La declaración se dio durante un evento en la Casa Blanca, en un contexto marcado por tensiones políticas y acusaciones relacionadas con el crimen organizado.
Trump plantea intervención más agresiva contra el narco
Durante su intervención, Donald Trump aseguró que el tráfico de drogas por vía marítima “se redujo 97%” gracias a operaciones estadounidenses.
Además, adelantó que podría venir una “operación terrestre”, afirmando que incluso sería “más fácil”, lo que fue interpretado como una posible escalada en la estrategia de seguridad.
El mensaje es claro: Estados Unidos está dispuesto a intensificar sus acciones si considera insuficiente la respuesta de México.

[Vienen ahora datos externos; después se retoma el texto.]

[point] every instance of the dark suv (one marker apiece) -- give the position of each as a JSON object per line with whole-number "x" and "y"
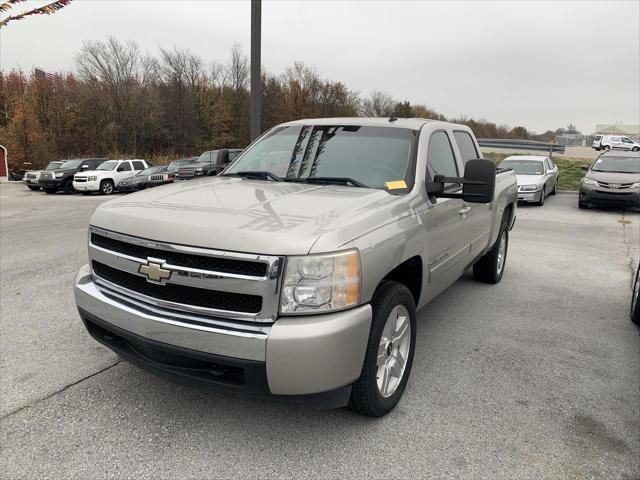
{"x": 62, "y": 178}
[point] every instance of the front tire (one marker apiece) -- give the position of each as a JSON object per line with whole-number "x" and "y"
{"x": 390, "y": 350}
{"x": 634, "y": 312}
{"x": 490, "y": 268}
{"x": 68, "y": 187}
{"x": 106, "y": 187}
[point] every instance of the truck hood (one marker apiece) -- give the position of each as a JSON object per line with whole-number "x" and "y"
{"x": 530, "y": 179}
{"x": 252, "y": 216}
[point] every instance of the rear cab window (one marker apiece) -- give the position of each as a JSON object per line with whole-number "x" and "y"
{"x": 466, "y": 146}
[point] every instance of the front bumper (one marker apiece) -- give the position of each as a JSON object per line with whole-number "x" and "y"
{"x": 86, "y": 186}
{"x": 605, "y": 196}
{"x": 529, "y": 196}
{"x": 318, "y": 356}
{"x": 50, "y": 184}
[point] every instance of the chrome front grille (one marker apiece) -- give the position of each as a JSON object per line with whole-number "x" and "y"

Fentanilo, cárteles y seguridad nacional
El foco del discurso ya no es únicamente el combate al fentanilo, sino una narrativa más amplia sobre seguridad nacional.
En documentos recientes de la Casa Blanca, se plantea que existen “gobiernos cómplices” de los cárteles, y se advierte que Estados Unidos podría tomar “cualquier acción necesaria” si otros países “no pueden o no quieren” colaborar.
En este contexto, los cárteles han sido equiparados con organizaciones terroristas, mientras que el fentanilo y sus precursores son descritos como amenazas de alto nivel.
México responde: exigencia de pruebas
Por su parte, la presidenta de México, Claudia Sheinbaum, ha solicitado pruebas sobre los señalamientos contra funcionarios mexicanos, incluyendo al gobernador de Sinaloa, Rubén Rocha Moya.
La postura del gobierno mexicano busca mantener el enfoque en la cooperación bilateral, aunque bajo condiciones de respeto a la soberanía nacional.
¿Cooperación o presión política?
El discurso de Donald Trump refleja un cambio de tono: de la cooperación diplomática a una presión más directa.
Aunque el mandatario ha reconocido públicamente a Claudia Sheinbaum como “inteligente”, también ha afirmado que “le teme a los cárteles”, una declaración con fuerte peso político.
Soberanía y seguridad: el debate de fondo
El escenario abre una discusión clave en la relación bilateral:
- ¿Hasta dónde puede llegar Estados Unidos en su estrategia contra el narcotráfico?
- ¿Qué margen tiene México para responder sin ceder soberanía?
El mensaje implícito parece ser contundente: si México coopera, habrá trabajo conjunto; si no, Estados Unidos podría actuar de forma unilateral.
La tensión entre ambos países podría intensificarse en los próximos meses, en un contexto donde la seguridad, la política y la soberanía están cada vez más entrelazadas.